On Thu, Feb 13, 2025 at 8:39 PM Yafang Shao <[email protected]> wrote:
>
> On Thu, Feb 13, 2025 at 8:32 PM Yafang Shao <[email protected]> wrote:
> >
> > On Thu, Feb 13, 2025 at 7:19 PM Petr Mladek <[email protected]> wrote:
> > >
> > > On Tue 2025-02-11 14:24:36, Yafang Shao wrote:
> > > > I encountered a hard lockup when attempting to reproduce the panic issue
> > > > occurred on our production servers [0]. The hard lockup is as follows,
> > > >
> > > > [15852778.150191] livepatch: klp_try_switch_task: grpc_executor:421106
> > > > is sleeping on function do_exit
> > > > [15852778.169471] livepatch: klp_try_switch_task: grpc_executor:421244
> > > > is sleeping on function do_exit
> > > > [15852778.188746] livepatch: klp_try_switch_task: grpc_executor:421457
> > > > is sleeping on function do_exit
> > > > [15852778.208021] livepatch: klp_try_switch_task: grpc_executor:422407
> > > > is sleeping on function do_exit
> > > > [15852778.227292] livepatch: klp_try_switch_task: grpc_executor:423184
> > > > is sleeping on function do_exit
> > > > [15852778.246576] livepatch: klp_try_switch_task: grpc_executor:423582
> > > > is sleeping on function do_exit
> > > > [15852778.265863] livepatch: klp_try_switch_task: grpc_executor:423738
> > > > is sleeping on function do_exit
> > > > [15852778.285149] livepatch: klp_try_switch_task: grpc_executor:423739
> > > > is sleeping on function do_exit
> > > > [15852778.304446] livepatch: klp_try_switch_task: grpc_executor:423833
> > > > is sleeping on function do_exit
> > > > [15852778.323738] livepatch: klp_try_switch_task: grpc_executor:423893
> > > > is sleeping on function do_exit
> > > > [15852778.343017] livepatch: klp_try_switch_task: grpc_executor:423894
> > > > is sleeping on function do_exit
> > > > [15852778.362292] livepatch: klp_try_switch_task: grpc_executor:423976
> > > > is sleeping on function do_exit
> > > > [15852778.381565] livepatch: klp_try_switch_task: grpc_executor:423977
> > > > is sleeping on function do_exit
> > > > [15852778.400847] livepatch: klp_try_switch_task: grpc_executor:424610
> > > > is sleeping on function do_exit
> > >
> > > This message does not exist in vanilla kernel. It looks like an extra
> > > debug message. And many extra messages might create stalls on its own.
> >
> > Right, the dynamic_debug is enabled:
> >
> > $ echo 'file kernel/* +p' > /sys/kernel/debug/dynamic_debug/control
> >
> > >
> > > AFAIK, your reproduced the problem even without these extra messages.
> >
> > There are two issues during the KLP transition:
> > 1. RCU warnings
> > 2. hard lockup
> >
> > RCU stalls can be easily reproduced without the extra messages.

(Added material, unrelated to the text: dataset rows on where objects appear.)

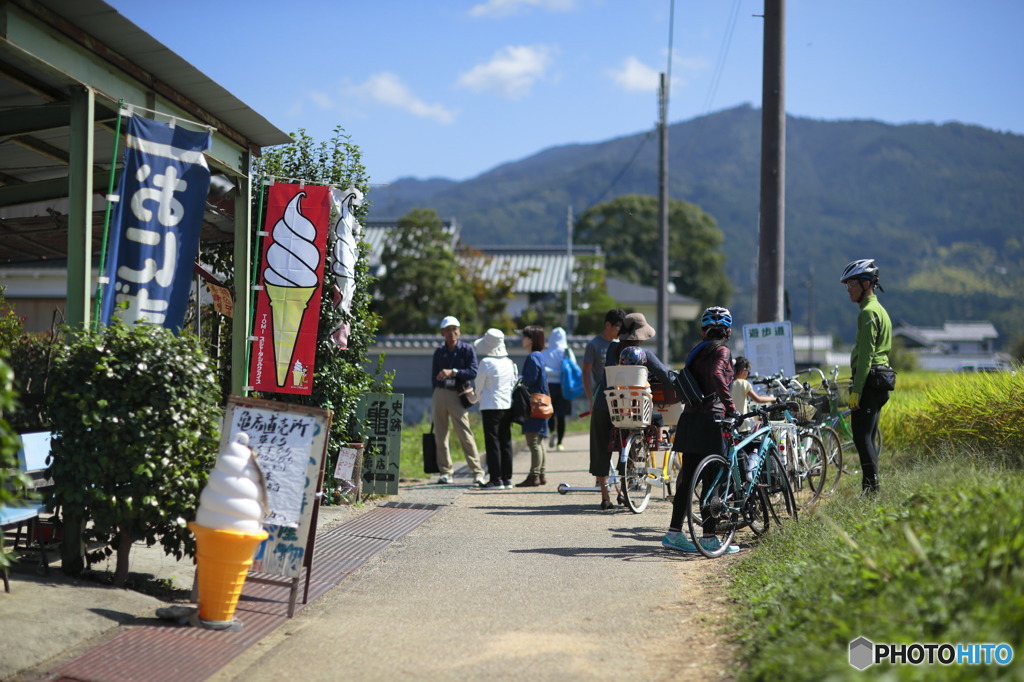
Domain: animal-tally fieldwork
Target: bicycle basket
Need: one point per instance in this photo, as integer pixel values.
(805, 413)
(629, 408)
(843, 391)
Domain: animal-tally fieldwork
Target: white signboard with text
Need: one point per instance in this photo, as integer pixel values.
(769, 347)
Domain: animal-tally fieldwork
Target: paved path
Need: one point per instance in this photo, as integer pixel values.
(522, 584)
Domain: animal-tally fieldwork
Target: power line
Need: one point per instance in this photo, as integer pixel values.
(723, 52)
(625, 169)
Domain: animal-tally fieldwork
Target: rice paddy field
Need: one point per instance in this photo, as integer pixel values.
(936, 557)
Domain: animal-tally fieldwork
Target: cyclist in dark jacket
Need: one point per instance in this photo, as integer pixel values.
(875, 335)
(699, 433)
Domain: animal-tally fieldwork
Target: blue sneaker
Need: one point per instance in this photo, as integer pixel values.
(679, 543)
(713, 544)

> > However, hard lockups cannot be reproduced unless dynamic debugging is
> > enabled.
> >
> > > At least, I see the following at
> > > https://lore.kernel.org/r/caloahbb8j6rrpjayrkzpx2u6yhjweiprspoqq_7cvq+m0zg...@mail.gmail.com
> >
> > That's correct, this is related to the RCU warnings issue.
> >
> > >
> > > <paste>
> > > [20329703.332453] livepatch: enabling patch 'livepatch_61_release6'
> > > [20329703.340417] livepatch: 'livepatch_61_release6': starting
> > > patching transition
> > > [20329715.314215] rcu_tasks_wait_gp: rcu_tasks grace period 1109765 is
> > > 10166 jiffies old.
> > > [20329737.126207] rcu_tasks_wait_gp: rcu_tasks grace period 1109769 is
> > > 10219 jiffies old.
> > > [20329752.018236] rcu_tasks_wait_gp: rcu_tasks grace period 1109773 is
> > > 10199 jiffies old.
> > > [20329754.848036] livepatch: 'livepatch_61_release6': patching complete
> > > </paste>
> > >
> > > Could you please confirm that this the original _non-filtered_ log?
> >
> > Right.
> >
> > > I mean that the debug messages were _not_ printed and later filtered?
> >
> > Right.
> >
> > >
> > > I would like to know more about the system where RCU reported the
> > > stall. How many processes are running there in average?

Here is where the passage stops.